8. Ocorre, porém, que, o artigo 1º, nº 4, e o artigo 3º, nº 3, permitem que as SGPS adquiram e detenham participações de montante inferior a 10% do capital com direito de voto da sociedade participada, até ao montante de 30% do valor total das participações iguais ou superiores a 10% do capital social com direito de voto das sociedades participadas, incluídas nos investimentos financeiros constantes do último balanço aprovado.

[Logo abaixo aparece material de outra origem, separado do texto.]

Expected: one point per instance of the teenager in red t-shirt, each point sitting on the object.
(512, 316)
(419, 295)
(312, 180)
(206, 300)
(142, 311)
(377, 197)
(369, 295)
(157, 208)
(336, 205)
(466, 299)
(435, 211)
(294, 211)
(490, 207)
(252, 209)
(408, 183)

12. A participação da recorrente na C………… cabia no artigo 3º, nº 3, alínea a), do Decreto-Lei nº 495/88, pois foi detida por mais de um ano, representava menos de 10% do capital social com direito de voto da participada e foi sempre de montante inferior a 30% do valor total das participações iguais a superiores a 10% do capital social com direito de voto das participadas incluídas nos investimentos financeiros constantes do último balanço aprovado da recorrente – o que, aliás, nem a AT nem o tribunal recorrido questionaram.
15. Assim, ainda que se tratasse de uma participação insusceptível de constituir forma indirecta de exercício de atividades económicas, a participação na C………… era e é, aos olhos da lei, uma participação perfeitamente compatível com o objecto social da recorrente, enquanto SGPS.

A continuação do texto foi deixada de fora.